O POVO E A ECONOMIA DE MERCADO
POR DOMINGOS DE SOUZA NOGUEIRA NETO
Reza a lenda que “todo o poder emana do povo e em seu nome será exercido”, mas será mesmo? Será que as pessoas comuns, que vivem do suor do trabalho, sentem-se representadas por deputados, senadores, vereadores, prefeitos, presidentes etc.?
Quando um juiz, um membro do Ministério Público ou um agente da autoridade policial atuam, será que têm em mente aquele trabalhador comum, o servidor público, o aposentado, os grandes contingentes populacionais? Ou pensam antes nas grandes corporações econômicas, nos interesses maiores e abstratos do Estado, ou mesmo no poder, que se alimenta da proximidade com o poder maior?
Ora, mas nós votamos! Existe algo mais democrático que isso? E, se elegemos mal, a culpa é nossa ou, como diria o ditado, “porque ninguém tem estrela na testa”.
Ocorre que vivemos em uma economia de mercado, que é um sistema econômico cujos agentes econômicos (empresas, bancos, prestadoras de serviços etc.) podem atuar com pouca interferência governamental. É um sistema típico da economia capitalista.
A economia de mercado compra e vende de tudo. Defende o Estado mínimo, mas, como em toda mercancia, reivindica subsídios do Estado sempre que é possível. Esse sistema vive da crença sempre realimentada de que tudo está à venda. Não é de forma nenhuma estranho que as pessoas sejam compradas, e o que vemos em toda parte é isto: “representantes do poder do povo” sendo comprados.

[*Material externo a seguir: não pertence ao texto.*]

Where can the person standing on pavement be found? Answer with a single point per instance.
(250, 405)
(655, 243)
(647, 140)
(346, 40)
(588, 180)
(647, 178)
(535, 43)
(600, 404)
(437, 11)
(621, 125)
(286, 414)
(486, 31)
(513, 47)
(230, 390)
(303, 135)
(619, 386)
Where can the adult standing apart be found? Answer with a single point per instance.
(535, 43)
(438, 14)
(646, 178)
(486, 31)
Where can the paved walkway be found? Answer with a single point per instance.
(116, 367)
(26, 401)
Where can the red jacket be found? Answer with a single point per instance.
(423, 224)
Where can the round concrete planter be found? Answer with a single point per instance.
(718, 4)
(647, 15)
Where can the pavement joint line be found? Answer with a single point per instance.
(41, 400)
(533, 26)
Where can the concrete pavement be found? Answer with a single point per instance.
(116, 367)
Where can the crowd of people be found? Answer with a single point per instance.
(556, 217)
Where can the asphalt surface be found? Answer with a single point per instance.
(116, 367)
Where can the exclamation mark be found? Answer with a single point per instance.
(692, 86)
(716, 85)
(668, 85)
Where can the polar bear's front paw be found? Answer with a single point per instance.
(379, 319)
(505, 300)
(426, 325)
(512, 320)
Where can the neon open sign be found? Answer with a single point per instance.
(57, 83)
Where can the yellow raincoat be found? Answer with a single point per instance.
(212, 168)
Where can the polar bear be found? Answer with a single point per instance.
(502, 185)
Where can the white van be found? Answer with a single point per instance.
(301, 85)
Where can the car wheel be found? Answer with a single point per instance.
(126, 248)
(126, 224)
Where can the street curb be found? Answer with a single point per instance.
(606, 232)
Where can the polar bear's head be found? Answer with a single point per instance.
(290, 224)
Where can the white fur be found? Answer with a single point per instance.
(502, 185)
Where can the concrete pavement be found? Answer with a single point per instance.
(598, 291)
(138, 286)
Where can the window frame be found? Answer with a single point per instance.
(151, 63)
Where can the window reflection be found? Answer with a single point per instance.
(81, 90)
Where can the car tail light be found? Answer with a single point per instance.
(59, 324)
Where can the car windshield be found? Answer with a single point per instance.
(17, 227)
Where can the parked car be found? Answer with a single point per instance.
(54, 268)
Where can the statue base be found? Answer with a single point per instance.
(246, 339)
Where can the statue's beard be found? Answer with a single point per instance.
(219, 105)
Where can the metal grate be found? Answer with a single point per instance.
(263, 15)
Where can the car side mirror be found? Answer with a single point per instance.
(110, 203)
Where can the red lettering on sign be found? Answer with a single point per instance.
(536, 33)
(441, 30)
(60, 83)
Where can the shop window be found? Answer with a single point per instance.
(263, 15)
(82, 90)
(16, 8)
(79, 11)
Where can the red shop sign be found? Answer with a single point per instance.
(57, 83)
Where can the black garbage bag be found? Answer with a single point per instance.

Na economia de mercado, o valor do indivíduo é medido por seu sucesso econômico, pelas roupas que usa, pelo carro, pelo perfume, pela casa e pelas “pessoas que tem”. E o povo, que não conseguiu galgar em altura suficiente os degraus da “escada social”, acaba sendo visto como a propriedade das empresas ou do Estado. Não nos esqueçamos de que a palavra “servidor”, usada para os servidores públicos, é apenas um derivativo de “servidão”.

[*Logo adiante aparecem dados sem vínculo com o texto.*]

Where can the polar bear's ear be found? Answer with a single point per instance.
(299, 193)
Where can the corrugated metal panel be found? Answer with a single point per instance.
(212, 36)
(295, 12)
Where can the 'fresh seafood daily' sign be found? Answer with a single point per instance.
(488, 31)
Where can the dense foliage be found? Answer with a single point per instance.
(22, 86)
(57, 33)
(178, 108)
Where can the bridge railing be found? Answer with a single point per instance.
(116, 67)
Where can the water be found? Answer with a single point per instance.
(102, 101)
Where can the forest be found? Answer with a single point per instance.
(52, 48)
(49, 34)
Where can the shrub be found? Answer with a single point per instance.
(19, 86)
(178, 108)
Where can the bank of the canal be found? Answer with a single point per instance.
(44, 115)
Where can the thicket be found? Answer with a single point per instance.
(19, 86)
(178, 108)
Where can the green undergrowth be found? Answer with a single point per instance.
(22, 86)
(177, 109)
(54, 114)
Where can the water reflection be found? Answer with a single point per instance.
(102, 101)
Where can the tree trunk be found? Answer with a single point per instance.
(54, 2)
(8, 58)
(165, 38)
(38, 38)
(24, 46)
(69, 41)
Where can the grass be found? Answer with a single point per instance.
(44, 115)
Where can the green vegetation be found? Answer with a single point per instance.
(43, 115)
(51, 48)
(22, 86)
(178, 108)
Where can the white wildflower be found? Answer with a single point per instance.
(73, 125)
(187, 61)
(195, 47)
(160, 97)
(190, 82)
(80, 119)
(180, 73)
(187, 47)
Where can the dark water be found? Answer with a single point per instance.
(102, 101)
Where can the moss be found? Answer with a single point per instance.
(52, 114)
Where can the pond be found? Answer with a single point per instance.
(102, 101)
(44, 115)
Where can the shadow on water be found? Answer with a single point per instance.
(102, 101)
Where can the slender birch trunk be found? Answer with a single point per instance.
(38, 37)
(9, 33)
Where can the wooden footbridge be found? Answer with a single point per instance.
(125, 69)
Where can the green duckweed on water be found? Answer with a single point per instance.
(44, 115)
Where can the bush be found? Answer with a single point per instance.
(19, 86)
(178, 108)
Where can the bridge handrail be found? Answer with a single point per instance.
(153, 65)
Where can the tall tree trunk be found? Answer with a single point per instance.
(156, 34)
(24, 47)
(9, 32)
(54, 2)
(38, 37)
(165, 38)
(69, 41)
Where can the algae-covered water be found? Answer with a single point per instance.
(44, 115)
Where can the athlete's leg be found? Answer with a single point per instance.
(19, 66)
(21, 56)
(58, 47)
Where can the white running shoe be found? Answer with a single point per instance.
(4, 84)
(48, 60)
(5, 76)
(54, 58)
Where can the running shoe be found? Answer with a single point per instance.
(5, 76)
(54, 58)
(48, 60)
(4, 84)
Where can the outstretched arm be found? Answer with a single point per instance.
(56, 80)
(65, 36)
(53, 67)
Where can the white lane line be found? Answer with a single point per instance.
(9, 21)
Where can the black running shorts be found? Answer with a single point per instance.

Mas como convencer o “povo” a legitimar as elites que assumem o poder? Isso parece bem simples. Não existe nada pior para a autoestima do que o fracasso econômico, e as pessoas nessas condições tendem a apoiar os que venceram, não os que fracassaram como elas. É por isso que se diz que “os ricos ficam cada vez mais ricos, e os pobres, cada vez mais pobres”.
Os agentes econômicos têm uma formidável porta-voz nas economias de mercado, a imprensa, ou a “imprensa livre”, poderosa formadora de convicções e divulgadora de propaganda. Propaganda de bens, produtos, ideias e ideologias. É uma imprensa dependente do público consumidor, ansioso por conhecimentos que alimentem seu êxito cultural, e da propaganda, que divulga os bens e os serviços que devem ser consumidos por pessoas de bom gosto.
O sistema é complexo, livre em seu contexto, mas não em seu fluxo inexorável. Todavia, nestas linhas rápidas, o que quero dizer é que “todo o poder emana do mercado e em seu nome é exercido”. O resto é platônico.